Everest
Regia di Baltasar Kormákur
Con Jason Clarke, Josh Brolin, John Hawkes, Jake Gyllenhaal, Martin Henderson, Emily Watson, Robin Wright, Sam Worthington, Keira Knightley
USA, Gran Bretagna, Italia, 2015
Negli anni Novanta la scalata all'Everest si avviava a diventare la triste baracconata commerciale che ormai caratterizza l'ascesa alla cima più alta del mondo, con file di dozzine di alpinisti fermi in attesa di progredire verso la vetta come se fossero in coda per comperare il biglietto al cinema. "Everest" di Baltasar Kormákur è ambientato proprio all'alba di questo approccio alla montagna, quando nel 1996 varie agenzie di viaggi specializzate nelle scalate in alta quota organizzarono la scalata sulla vetta dell'Himalaya. Il film, basato su fatti realmente accaduti, è la storia delle spedizioni commerciali avvenute nella primavera di quell'anno, quando in seguito a una terribile tempesta morirono otto persone.
"Everest" è un film incompiuto, nel senso che dalla narrazione degli avvenimenti, portata avanti con piattezza e con una linearità disarmante e priva di guizzi, non emergono in maniera nitida i temi che gli autori avrebbero voluto sviluppare.
Nelle intenzioni del regista e degli sceneggiatori "Everest" avrebbe dovuto essere un film nel quale l'uomo cerca di dominare la natura - tentando di rendere l'ascesa alla montagna un'impresa alla portata di chiunque possa pagare - ma viene travolto dalla forza schiacciante degli elementi e punito per essere stato arrogante. Da questa situazione avrebbe dovuto emergere in maniera epica ed eroica uno degli alpinisti, martoriato ma vivo dopo avere trascorso una notte sepolto sotto la neve. Che questa avrebbe dovuto essere l'impostazione del film lo si riesce a intuire, ma il tutto si riduce a un baluginio e poco più.
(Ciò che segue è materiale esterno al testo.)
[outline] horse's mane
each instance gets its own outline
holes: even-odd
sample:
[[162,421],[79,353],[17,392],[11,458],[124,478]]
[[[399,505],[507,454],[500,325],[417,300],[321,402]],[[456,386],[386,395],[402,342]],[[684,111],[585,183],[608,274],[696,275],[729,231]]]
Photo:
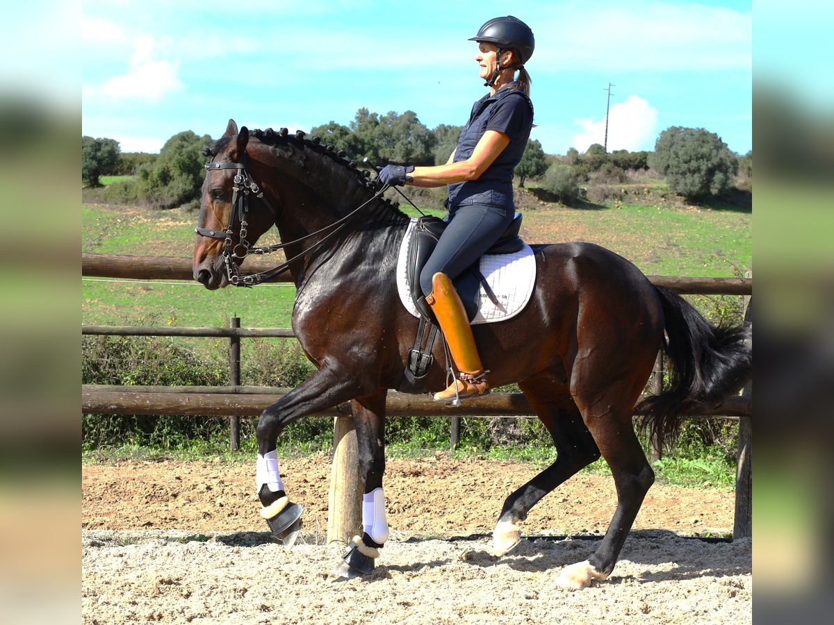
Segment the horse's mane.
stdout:
[[[338,149],[332,143],[323,143],[320,137],[306,138],[306,132],[303,130],[297,130],[290,132],[287,128],[280,128],[277,132],[272,128],[260,130],[256,128],[250,131],[250,134],[264,145],[288,145],[291,144],[295,148],[300,148],[308,153],[317,155],[318,161],[324,164],[329,171],[343,178],[347,183],[361,187],[368,197],[373,192],[373,183],[369,177],[370,172],[359,168],[357,161],[346,158],[344,150]],[[210,148],[207,148],[203,153],[207,157],[216,157],[223,152],[233,138],[232,135],[221,137],[215,141]],[[387,198],[380,198],[379,202],[374,202],[371,208],[371,215],[375,219],[389,221],[392,218],[395,222],[406,222],[408,215],[399,210],[399,204]]]

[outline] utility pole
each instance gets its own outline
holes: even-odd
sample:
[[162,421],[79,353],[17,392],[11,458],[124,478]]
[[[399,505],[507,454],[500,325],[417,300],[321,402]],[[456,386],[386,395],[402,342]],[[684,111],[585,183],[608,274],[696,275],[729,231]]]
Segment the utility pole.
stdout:
[[608,103],[605,105],[605,142],[603,148],[605,150],[605,153],[608,153],[608,112],[611,108],[611,88],[616,87],[616,85],[612,85],[610,82],[608,83],[608,88],[603,88],[603,91],[608,91]]

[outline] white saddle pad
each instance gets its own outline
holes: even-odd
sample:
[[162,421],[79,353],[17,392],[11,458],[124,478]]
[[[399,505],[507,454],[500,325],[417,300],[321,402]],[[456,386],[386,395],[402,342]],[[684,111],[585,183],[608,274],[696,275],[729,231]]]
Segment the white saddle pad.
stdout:
[[[411,301],[407,268],[409,244],[416,222],[416,219],[411,220],[399,248],[399,257],[397,260],[397,291],[405,309],[414,317],[420,317],[417,307]],[[472,320],[473,324],[504,321],[524,310],[533,294],[533,286],[535,284],[535,257],[529,245],[525,244],[520,251],[513,254],[488,254],[481,257],[480,272],[495,294],[499,305],[495,306],[492,302],[484,290],[484,286],[481,285],[479,293],[480,305],[478,313]]]

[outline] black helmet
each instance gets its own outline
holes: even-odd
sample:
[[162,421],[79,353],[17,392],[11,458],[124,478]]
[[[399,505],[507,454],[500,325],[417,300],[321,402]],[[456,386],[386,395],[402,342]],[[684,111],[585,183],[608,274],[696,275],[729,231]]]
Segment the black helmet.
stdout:
[[533,56],[535,40],[533,31],[518,18],[508,15],[505,18],[493,18],[478,29],[478,34],[470,37],[470,41],[495,43],[501,49],[517,50],[521,56],[521,64],[527,62]]

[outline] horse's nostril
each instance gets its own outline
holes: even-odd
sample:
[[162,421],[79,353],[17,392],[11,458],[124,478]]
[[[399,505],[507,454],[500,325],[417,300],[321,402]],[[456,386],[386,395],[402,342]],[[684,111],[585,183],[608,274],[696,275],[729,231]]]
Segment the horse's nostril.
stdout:
[[203,286],[208,286],[211,282],[211,272],[208,269],[200,269],[197,272],[197,282]]

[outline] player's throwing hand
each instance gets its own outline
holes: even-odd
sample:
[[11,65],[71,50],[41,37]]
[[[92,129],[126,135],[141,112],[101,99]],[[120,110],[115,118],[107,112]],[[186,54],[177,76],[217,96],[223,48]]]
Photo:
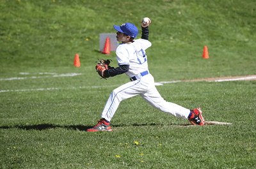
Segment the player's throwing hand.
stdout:
[[150,23],[151,20],[148,17],[143,18],[143,19],[141,21],[141,26],[143,27],[148,27]]

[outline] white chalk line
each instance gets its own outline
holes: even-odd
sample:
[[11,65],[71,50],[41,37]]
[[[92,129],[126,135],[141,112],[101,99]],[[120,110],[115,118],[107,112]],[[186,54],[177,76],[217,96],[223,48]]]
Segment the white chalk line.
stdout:
[[181,82],[202,82],[202,81],[207,81],[207,82],[227,82],[227,81],[237,81],[237,80],[256,80],[255,76],[250,76],[247,77],[237,77],[237,78],[227,78],[223,79],[218,79],[218,80],[209,80],[207,79],[199,79],[199,80],[177,80],[177,81],[170,81],[170,82],[160,82],[157,83],[155,83],[155,85],[163,85],[164,84],[172,84],[172,83],[177,83]]
[[52,91],[52,90],[68,90],[68,89],[86,89],[86,88],[88,89],[88,88],[109,87],[116,87],[116,86],[120,86],[120,85],[100,85],[100,86],[79,86],[79,87],[68,87],[68,88],[52,87],[52,88],[20,89],[20,90],[3,90],[3,91],[0,91],[0,92],[30,92],[30,91]]
[[[76,76],[80,75],[82,73],[68,73],[68,74],[61,74],[60,75],[54,75],[53,77],[68,77],[68,76]],[[33,78],[33,77],[31,77]],[[219,79],[208,82],[225,82],[225,81],[236,81],[236,80],[253,80],[256,79],[255,76],[251,76],[247,77],[239,77],[239,78],[227,78],[227,79]],[[198,80],[198,82],[204,81],[204,80]],[[207,80],[204,80],[207,81]],[[163,85],[164,84],[170,84],[170,83],[177,83],[181,82],[196,82],[195,80],[176,80],[176,81],[170,81],[170,82],[156,82],[155,85]],[[50,91],[50,90],[67,90],[67,89],[86,89],[86,88],[99,88],[99,87],[116,87],[120,86],[120,85],[101,85],[101,86],[83,86],[83,87],[68,87],[68,88],[42,88],[42,89],[20,89],[20,90],[2,90],[0,91],[0,92],[29,92],[29,91]]]
[[[20,75],[35,75],[35,73],[29,74],[29,73],[20,73]],[[46,76],[40,76],[40,77],[12,77],[8,78],[0,78],[0,81],[1,80],[24,80],[27,78],[45,78],[45,77],[74,77],[81,75],[83,73],[70,73],[67,74],[60,74],[58,75],[55,73],[39,73],[38,75],[52,75],[52,76],[46,75]],[[37,73],[36,74],[37,75]]]

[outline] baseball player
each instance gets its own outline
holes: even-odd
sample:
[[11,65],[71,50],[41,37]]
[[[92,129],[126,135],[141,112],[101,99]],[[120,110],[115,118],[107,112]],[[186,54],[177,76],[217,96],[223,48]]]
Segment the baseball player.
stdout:
[[132,24],[124,23],[121,26],[114,25],[117,31],[116,40],[122,41],[116,54],[118,67],[110,68],[98,73],[104,78],[125,73],[131,82],[114,89],[104,108],[98,124],[88,131],[111,131],[109,122],[120,103],[125,99],[140,94],[151,106],[160,111],[178,118],[188,119],[194,125],[203,126],[205,121],[200,108],[189,110],[165,101],[154,85],[154,80],[148,69],[146,49],[151,46],[148,41],[149,22],[141,22],[141,38],[134,40],[138,34],[138,28]]

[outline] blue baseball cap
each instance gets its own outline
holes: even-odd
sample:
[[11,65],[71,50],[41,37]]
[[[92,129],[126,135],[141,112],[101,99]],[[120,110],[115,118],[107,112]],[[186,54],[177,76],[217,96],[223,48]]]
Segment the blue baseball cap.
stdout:
[[114,25],[114,28],[116,31],[124,33],[131,38],[135,38],[139,33],[137,27],[131,23],[124,23],[120,26]]

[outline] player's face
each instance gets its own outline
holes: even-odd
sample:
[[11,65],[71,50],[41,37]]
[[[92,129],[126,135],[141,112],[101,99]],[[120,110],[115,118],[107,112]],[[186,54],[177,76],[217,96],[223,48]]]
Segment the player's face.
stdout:
[[126,43],[130,41],[130,36],[127,36],[122,33],[116,33],[116,40],[118,41],[122,41],[123,43]]

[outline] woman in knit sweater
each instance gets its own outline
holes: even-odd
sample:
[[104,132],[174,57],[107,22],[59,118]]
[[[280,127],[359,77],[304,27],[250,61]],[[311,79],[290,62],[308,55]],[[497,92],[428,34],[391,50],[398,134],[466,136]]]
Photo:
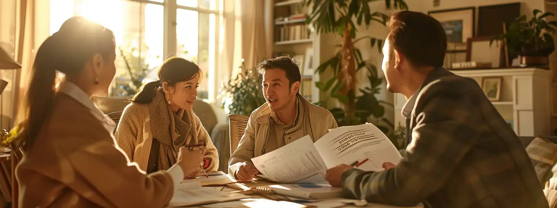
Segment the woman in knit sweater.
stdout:
[[[116,145],[116,124],[90,98],[108,94],[115,49],[110,30],[74,17],[37,50],[25,121],[12,131],[25,151],[14,207],[162,207],[199,167],[203,148],[182,148],[176,165],[146,175]],[[58,73],[65,77],[55,90]]]
[[[202,167],[218,168],[217,149],[192,108],[203,77],[199,67],[178,57],[167,60],[158,71],[159,80],[141,86],[124,109],[116,129],[118,146],[148,173],[166,170],[176,163],[184,145],[204,144]],[[199,169],[185,174],[195,178]]]

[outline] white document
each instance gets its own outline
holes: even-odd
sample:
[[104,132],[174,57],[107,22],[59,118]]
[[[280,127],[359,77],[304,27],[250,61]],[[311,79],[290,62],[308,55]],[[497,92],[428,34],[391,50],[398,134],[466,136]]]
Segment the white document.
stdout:
[[380,171],[383,163],[398,165],[402,160],[385,134],[370,123],[339,127],[314,145],[328,168],[345,164],[365,171]]
[[262,174],[282,183],[321,183],[327,170],[307,135],[251,161]]
[[341,164],[381,171],[383,163],[398,164],[402,156],[380,130],[370,123],[335,129],[314,144],[306,135],[251,159],[269,179],[285,184],[324,184],[328,169]]
[[194,185],[195,183],[184,183],[178,185],[178,189],[168,202],[169,206],[188,206],[211,203],[236,201],[250,198],[241,194],[231,194],[221,191],[211,187]]

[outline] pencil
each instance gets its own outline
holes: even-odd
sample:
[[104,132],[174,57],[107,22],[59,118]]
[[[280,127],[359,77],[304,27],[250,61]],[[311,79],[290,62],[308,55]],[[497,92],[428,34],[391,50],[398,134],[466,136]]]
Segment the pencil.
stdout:
[[207,173],[205,171],[205,169],[203,169],[203,162],[201,162],[201,165],[199,165],[199,167],[201,168],[201,170],[203,170],[203,173],[205,174],[205,177],[207,177],[208,179],[209,178],[209,175],[207,175]]
[[184,145],[184,146],[187,148],[190,146],[205,146],[205,145],[203,144],[187,144]]

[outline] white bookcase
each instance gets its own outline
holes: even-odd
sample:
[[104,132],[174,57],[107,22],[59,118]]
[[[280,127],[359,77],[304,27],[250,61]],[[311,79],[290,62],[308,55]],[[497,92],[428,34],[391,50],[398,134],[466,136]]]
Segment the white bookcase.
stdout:
[[[270,17],[272,17],[273,22],[275,27],[273,27],[273,31],[271,33],[273,37],[271,37],[273,40],[273,54],[286,53],[291,57],[295,57],[299,55],[304,56],[304,60],[300,60],[303,62],[302,68],[300,69],[302,73],[301,86],[300,93],[304,95],[308,100],[312,103],[319,101],[319,89],[315,87],[315,82],[319,81],[319,74],[318,73],[304,73],[304,70],[308,70],[309,62],[311,63],[311,67],[309,67],[310,71],[315,72],[315,68],[320,63],[320,35],[317,35],[314,32],[312,32],[307,35],[294,35],[295,38],[281,38],[281,27],[289,27],[290,26],[304,25],[306,19],[275,19],[277,16],[282,17],[285,17],[285,9],[291,9],[291,8],[301,5],[301,0],[276,0],[274,1],[273,9],[271,12]],[[276,11],[280,11],[277,12]],[[287,12],[290,13],[290,12]],[[291,13],[296,13],[292,12]],[[290,14],[295,14],[291,13]],[[310,26],[307,26],[309,28]],[[309,29],[311,31],[311,29]],[[283,34],[284,35],[284,34]],[[307,36],[307,37],[306,37]],[[276,55],[281,55],[278,54]],[[310,56],[311,55],[311,56]]]
[[[551,72],[529,68],[452,70],[473,78],[481,85],[483,77],[502,77],[499,101],[492,102],[499,113],[511,121],[519,136],[551,135],[551,116],[555,115],[551,96]],[[405,125],[400,111],[406,102],[404,95],[395,94],[395,124]]]

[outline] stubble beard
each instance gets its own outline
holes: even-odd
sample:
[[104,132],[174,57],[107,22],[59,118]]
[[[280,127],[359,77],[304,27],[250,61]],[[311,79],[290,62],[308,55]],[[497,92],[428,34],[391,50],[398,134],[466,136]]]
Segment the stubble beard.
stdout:
[[275,111],[275,112],[277,111],[279,111],[279,110],[281,110],[281,109],[282,109],[282,108],[284,108],[284,106],[286,106],[286,104],[288,104],[289,103],[290,103],[290,100],[292,100],[292,97],[294,97],[295,95],[295,94],[294,94],[294,95],[292,95],[292,94],[289,94],[288,97],[286,97],[286,99],[285,100],[285,102],[284,104],[283,104],[282,105],[279,106],[278,108],[273,109],[272,107],[271,107],[270,106],[271,105],[269,105],[269,106],[270,106],[269,108],[271,109],[271,110]]

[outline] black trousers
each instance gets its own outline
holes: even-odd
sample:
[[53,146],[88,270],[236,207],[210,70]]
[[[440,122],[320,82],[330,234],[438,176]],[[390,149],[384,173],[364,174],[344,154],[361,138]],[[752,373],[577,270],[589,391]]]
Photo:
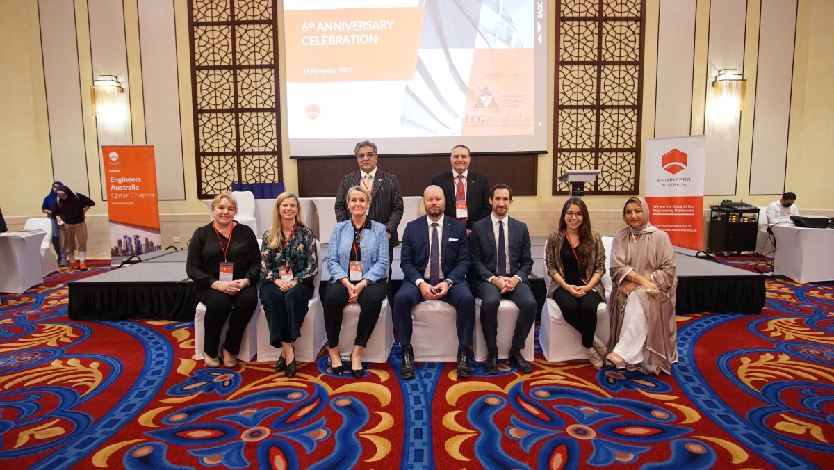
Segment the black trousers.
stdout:
[[[424,301],[420,287],[413,282],[404,282],[394,297],[394,321],[397,326],[399,344],[411,344],[414,321],[411,309]],[[455,306],[457,315],[455,325],[458,331],[458,346],[472,346],[472,331],[475,329],[475,299],[469,286],[462,282],[452,286],[449,292],[439,300]]]
[[[382,301],[388,296],[388,283],[379,280],[366,286],[357,302],[359,304],[359,320],[356,326],[356,346],[365,347],[374,332],[376,321],[379,319]],[[342,311],[348,305],[348,290],[341,282],[331,282],[324,294],[324,330],[330,347],[339,346],[339,334],[342,330]]]
[[495,351],[498,347],[498,305],[502,298],[512,301],[519,307],[512,345],[515,348],[524,349],[527,335],[535,321],[535,297],[530,286],[526,282],[520,282],[515,291],[501,294],[498,287],[482,281],[478,284],[478,296],[480,297],[480,328],[484,331],[487,350]]
[[574,297],[564,289],[556,289],[552,297],[562,311],[565,321],[582,335],[582,346],[590,347],[596,331],[596,307],[602,301],[600,294],[590,291],[581,297]]
[[220,349],[220,332],[229,320],[229,330],[223,347],[237,356],[240,352],[240,341],[244,338],[244,330],[252,320],[258,305],[258,288],[247,286],[234,296],[224,294],[216,289],[203,291],[198,301],[206,306],[204,320],[205,338],[203,351],[210,357],[217,357]]
[[281,343],[291,343],[301,336],[301,324],[304,322],[308,302],[314,291],[312,282],[299,284],[286,292],[274,282],[261,286],[261,305],[273,347],[281,347]]

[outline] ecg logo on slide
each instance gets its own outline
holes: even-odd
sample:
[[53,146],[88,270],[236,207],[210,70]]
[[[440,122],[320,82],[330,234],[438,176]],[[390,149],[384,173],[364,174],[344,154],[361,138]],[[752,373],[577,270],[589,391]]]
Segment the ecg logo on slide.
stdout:
[[495,97],[490,93],[490,88],[485,88],[484,91],[480,92],[480,96],[478,98],[478,101],[475,102],[475,108],[500,108],[498,105],[498,102],[495,101]]
[[687,156],[677,149],[673,149],[671,151],[665,154],[661,158],[661,164],[663,165],[663,169],[676,174],[681,171],[686,169]]

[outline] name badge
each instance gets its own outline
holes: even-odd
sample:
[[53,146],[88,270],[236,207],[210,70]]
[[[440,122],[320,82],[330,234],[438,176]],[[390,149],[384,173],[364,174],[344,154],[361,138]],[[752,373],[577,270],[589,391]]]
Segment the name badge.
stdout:
[[350,282],[362,280],[362,261],[350,261]]
[[278,274],[280,275],[281,280],[293,280],[293,270],[290,268],[279,268],[278,270]]
[[455,205],[455,217],[466,217],[466,203],[459,202]]
[[220,275],[218,279],[224,282],[231,282],[234,274],[234,263],[220,263]]

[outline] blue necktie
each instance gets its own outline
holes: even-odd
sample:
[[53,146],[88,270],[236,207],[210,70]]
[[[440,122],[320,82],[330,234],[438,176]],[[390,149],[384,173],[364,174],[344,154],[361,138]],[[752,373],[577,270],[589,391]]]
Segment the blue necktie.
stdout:
[[498,275],[507,275],[507,245],[504,241],[504,221],[498,221]]
[[440,247],[437,240],[437,222],[431,225],[431,252],[429,255],[429,284],[440,283]]

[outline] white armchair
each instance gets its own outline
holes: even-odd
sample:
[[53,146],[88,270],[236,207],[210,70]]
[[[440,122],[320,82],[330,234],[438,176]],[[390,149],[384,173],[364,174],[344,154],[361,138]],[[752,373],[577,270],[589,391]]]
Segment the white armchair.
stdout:
[[38,217],[28,219],[23,225],[24,230],[38,229],[47,232],[47,236],[41,242],[41,270],[43,271],[43,277],[46,277],[58,270],[58,256],[52,250],[52,220],[48,217]]
[[[605,249],[605,275],[602,276],[602,287],[605,291],[605,301],[611,296],[611,276],[609,274],[611,257],[611,241],[613,237],[602,237],[602,245]],[[545,253],[547,253],[547,245],[545,245]],[[545,276],[545,286],[548,290],[553,280]],[[608,304],[600,303],[596,311],[596,336],[607,342],[610,337],[610,316],[608,313]],[[574,329],[562,316],[562,311],[555,301],[548,298],[541,312],[541,326],[539,328],[539,344],[545,359],[550,362],[587,359],[588,355],[582,346],[582,338],[579,331]]]

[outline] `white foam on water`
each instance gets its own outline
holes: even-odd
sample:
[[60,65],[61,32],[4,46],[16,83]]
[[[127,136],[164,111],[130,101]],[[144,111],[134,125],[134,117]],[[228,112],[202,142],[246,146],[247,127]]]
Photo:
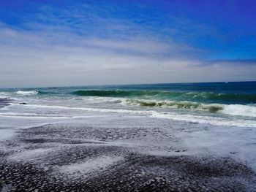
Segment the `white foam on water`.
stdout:
[[[138,115],[148,115],[156,118],[167,118],[174,120],[187,121],[198,123],[208,123],[214,126],[241,126],[241,127],[256,127],[256,120],[227,118],[223,117],[203,116],[190,114],[181,114],[176,112],[156,112],[153,110],[132,110],[122,109],[104,109],[91,107],[70,107],[56,105],[37,105],[27,104],[24,107],[61,109],[68,110],[83,110],[89,112],[110,112],[110,113],[127,113]],[[77,118],[78,115],[75,115]]]
[[59,172],[69,174],[71,177],[76,177],[102,170],[123,159],[124,158],[121,156],[102,155],[90,158],[84,162],[61,166],[59,168]]
[[256,170],[256,129],[243,127],[214,127],[181,131],[180,145],[189,155],[208,154],[230,156]]
[[16,92],[17,94],[19,95],[36,95],[38,93],[38,91],[18,91]]
[[256,121],[250,120],[231,120],[229,118],[224,118],[221,117],[181,115],[171,112],[151,112],[151,117],[157,118],[167,118],[175,120],[182,120],[198,123],[208,123],[214,126],[256,127]]

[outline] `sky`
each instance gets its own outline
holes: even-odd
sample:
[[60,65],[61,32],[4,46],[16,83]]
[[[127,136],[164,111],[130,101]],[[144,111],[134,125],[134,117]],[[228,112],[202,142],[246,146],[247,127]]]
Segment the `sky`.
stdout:
[[1,0],[0,88],[256,80],[255,7]]

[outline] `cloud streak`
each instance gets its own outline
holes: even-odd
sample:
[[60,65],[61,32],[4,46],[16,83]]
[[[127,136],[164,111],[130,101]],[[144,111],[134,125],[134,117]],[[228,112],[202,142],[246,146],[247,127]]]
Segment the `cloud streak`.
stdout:
[[[22,24],[0,23],[0,87],[255,80],[255,60],[206,61],[209,50],[179,40],[197,31],[187,20],[165,13],[173,26],[152,29],[157,17],[140,23],[146,12],[124,17],[118,7],[43,5]],[[219,35],[203,24],[197,29]]]

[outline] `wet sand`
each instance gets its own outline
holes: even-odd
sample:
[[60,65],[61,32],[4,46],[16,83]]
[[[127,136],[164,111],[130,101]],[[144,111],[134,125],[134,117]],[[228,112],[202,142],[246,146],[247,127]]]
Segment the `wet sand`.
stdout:
[[152,155],[122,141],[164,136],[160,129],[118,130],[57,123],[16,131],[12,139],[1,141],[1,187],[11,191],[255,190],[255,173],[235,159],[184,155],[184,149],[172,146],[173,155]]

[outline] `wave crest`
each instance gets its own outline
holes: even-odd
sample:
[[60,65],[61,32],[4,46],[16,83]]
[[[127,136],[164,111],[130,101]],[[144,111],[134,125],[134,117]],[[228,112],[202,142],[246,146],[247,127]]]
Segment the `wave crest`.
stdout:
[[172,99],[218,102],[223,104],[248,104],[256,102],[256,94],[217,93],[212,92],[170,92],[159,91],[79,90],[72,93],[81,96],[139,97],[140,99]]

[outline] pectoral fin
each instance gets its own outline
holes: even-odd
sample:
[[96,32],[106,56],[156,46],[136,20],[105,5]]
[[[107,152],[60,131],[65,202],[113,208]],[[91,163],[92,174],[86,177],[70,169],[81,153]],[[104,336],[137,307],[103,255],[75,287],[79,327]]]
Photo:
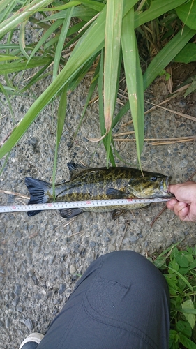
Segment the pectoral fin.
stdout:
[[128,193],[114,188],[109,188],[106,191],[106,195],[108,199],[126,199],[128,198]]
[[114,211],[113,211],[112,214],[112,218],[114,221],[116,221],[116,219],[118,219],[118,218],[120,217],[120,216],[122,216],[128,211],[128,209],[114,209]]
[[61,217],[66,218],[70,218],[75,217],[75,216],[78,216],[78,214],[82,214],[84,211],[81,209],[59,209],[60,214]]
[[71,179],[75,176],[77,176],[77,174],[80,174],[80,173],[84,171],[84,170],[87,170],[88,168],[86,166],[84,166],[83,165],[75,163],[68,163],[67,165],[70,171]]

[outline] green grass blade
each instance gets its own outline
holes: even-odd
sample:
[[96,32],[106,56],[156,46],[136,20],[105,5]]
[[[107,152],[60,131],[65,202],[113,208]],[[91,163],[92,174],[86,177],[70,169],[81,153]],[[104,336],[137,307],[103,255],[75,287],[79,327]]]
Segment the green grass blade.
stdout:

La fotografia e gli effetti speciali non sono d'aiuto. Nonostante la bellezza selvaggia dell'ambientazione, il film non è sostenuto da una fotografia adeguata, che si riduce a qualche panoramica da album delle vacanze. Inoltre la rappresentazione della tempesta di neve ha il pathos di una nevicata qualunque in centro città.
La sceneggiatura, poi, contiene un elemento che manda all'aria la possibilità di provare ammirazione per il personaggio che si salva con le sue forze. Dopo avere saputo che è ritornato miracolosamente al campo base, la moglie dell'uomo, nella sua casa signorile negli Stati Uniti, fa una telefonata minacciosa all'ambasciata, pretendendo che un elicottero vada a prelevare il marito. La scena è mostrata al pubblico come se il regista volesse suggerire: "Guardate come si dà da fare la moglie, che muove mari e monti per salvare il marito! Anche questo vi fa capire che la situazione è al limite ed estremamente drammatica!". Beh, non è questo che viene suggerito.
Bisogna dire che nemmeno la storia originale è d'aiuto per confezionare un film in linea con le intenzioni degli autori. Quelli che erano saliti sull'Everest quel giorno del 1996 erano alpinisti che si erano messi in pericolo per via delle loro decisioni stupide e sconsiderate. Non si può provare empatia assistendo alle vicende di persone che se la vanno a cercare in modo così insistente. Forse è questa caratteristica della vicenda che rende il film così piatto, piatto come l'eeg dei protagonisti.